L'amendement n° II-158 rectifié bis , présenté par MM. Cornu, Murat, Gérard et Braye, est ainsi libellé :
« Compléter in fine l'article par un alinéa ainsi rédigé :
« Pour les personnes physiques ou morales considérées qui auraient débuté leur activité entre le 12 novembre 2001 et le 31 décembre 2001, le montant de commissions servant de référence pour l'écrêtement est égal au montant des commissions dues au titre des paiements par carte de l'année 2001, multiplié par 42 et divisé par le nombre de jours d'activité. »
L'amendement n° II-159 rectifié bis , présenté par MM. Cornu, Murat, Braye et Gérard, est ainsi libellé :
« Compléter in fine l'article 53 ter par un alinéa ainsi rédigé :
« La ristourne que la banque aura dû, le cas échéant, consentir à la personne physique ou morale considérée peut être imposée au moment de son encaissement, par dérogation aux règles prévues au 2 de l'article 38 et à l'article 93 A du code général des impôts. »
L'amendement n° II-162 n'est pas soutenu.
La parole est à M. Braye, pour défendre les amendements n°s II-157 rectifié bis , II-158 rectifié bis et II-159 rectifié bis .
M. Dominique Braye. Lors de la deuxième lecture du projet de loi portant mesures urgentes de réformes à caractère économique et financier, notre collègue Gérard Cornu avait déjà proposé un amendement, que le Sénat avait adopté mais que l'Assemblée nationale n'a pas retenu, qui visait à faciliter le paiement par carte bancaire pendant la période transitoire du 1er janvier au 17 février 2002, période où interviendra la double circulation du franc et de l'euro.

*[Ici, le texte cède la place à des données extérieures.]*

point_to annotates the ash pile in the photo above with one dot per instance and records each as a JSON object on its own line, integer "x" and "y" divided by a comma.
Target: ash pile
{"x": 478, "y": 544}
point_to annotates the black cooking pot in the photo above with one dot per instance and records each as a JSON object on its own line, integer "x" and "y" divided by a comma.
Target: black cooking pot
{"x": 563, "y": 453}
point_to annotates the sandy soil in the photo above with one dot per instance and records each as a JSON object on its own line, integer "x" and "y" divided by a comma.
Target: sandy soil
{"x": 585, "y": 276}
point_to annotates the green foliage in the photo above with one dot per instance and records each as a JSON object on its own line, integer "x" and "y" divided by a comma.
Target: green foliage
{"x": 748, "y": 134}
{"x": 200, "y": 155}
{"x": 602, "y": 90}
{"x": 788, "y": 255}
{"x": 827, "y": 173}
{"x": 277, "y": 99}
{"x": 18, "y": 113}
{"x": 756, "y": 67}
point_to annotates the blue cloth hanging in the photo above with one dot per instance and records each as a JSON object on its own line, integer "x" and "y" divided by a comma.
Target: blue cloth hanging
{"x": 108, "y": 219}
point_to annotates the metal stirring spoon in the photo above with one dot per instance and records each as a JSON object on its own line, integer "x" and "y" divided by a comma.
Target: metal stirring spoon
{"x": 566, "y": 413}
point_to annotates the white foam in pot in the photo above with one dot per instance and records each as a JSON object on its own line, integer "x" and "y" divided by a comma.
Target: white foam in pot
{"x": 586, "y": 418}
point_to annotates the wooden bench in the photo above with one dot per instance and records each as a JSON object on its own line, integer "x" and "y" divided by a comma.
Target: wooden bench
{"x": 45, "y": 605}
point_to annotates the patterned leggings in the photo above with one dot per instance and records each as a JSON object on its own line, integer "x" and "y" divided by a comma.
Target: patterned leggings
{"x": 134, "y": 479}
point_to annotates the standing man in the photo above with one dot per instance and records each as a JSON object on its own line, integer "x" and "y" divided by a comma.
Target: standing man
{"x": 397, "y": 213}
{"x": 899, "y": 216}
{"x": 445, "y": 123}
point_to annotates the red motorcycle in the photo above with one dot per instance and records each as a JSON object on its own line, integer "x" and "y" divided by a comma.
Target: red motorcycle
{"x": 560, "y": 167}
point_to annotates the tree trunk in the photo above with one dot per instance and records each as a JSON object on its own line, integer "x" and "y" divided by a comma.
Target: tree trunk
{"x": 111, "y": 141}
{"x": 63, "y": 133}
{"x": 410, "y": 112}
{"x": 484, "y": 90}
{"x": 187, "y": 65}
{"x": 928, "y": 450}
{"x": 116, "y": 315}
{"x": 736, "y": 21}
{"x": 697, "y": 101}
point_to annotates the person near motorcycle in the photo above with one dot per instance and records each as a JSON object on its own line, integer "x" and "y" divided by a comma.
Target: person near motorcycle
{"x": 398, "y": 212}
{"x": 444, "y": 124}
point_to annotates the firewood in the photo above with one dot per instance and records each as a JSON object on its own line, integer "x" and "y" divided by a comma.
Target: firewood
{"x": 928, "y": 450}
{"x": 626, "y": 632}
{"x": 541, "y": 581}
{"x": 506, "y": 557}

En effet, les consommateurs et tous les professionnels qui ont fréquemment recours aux règlements en espèces sont inquiets. Pour simplifier la double circulation francs-euros pendant cette période, nous avions proposé la suppression des commissions bancaires sur les paiements par carte pour tout paiement inférieur à 30 euros effectué durant ces sept semaines.
Ce dispositif simple semble toutefois rencontrer des difficultés d'application par les banques pour des raisons techniques. C'est pourquoi nous proposons aujourd'hui, toujours dans le même esprit, d'écrêter ces commissions par référence à la même période d'activité l'année précédente.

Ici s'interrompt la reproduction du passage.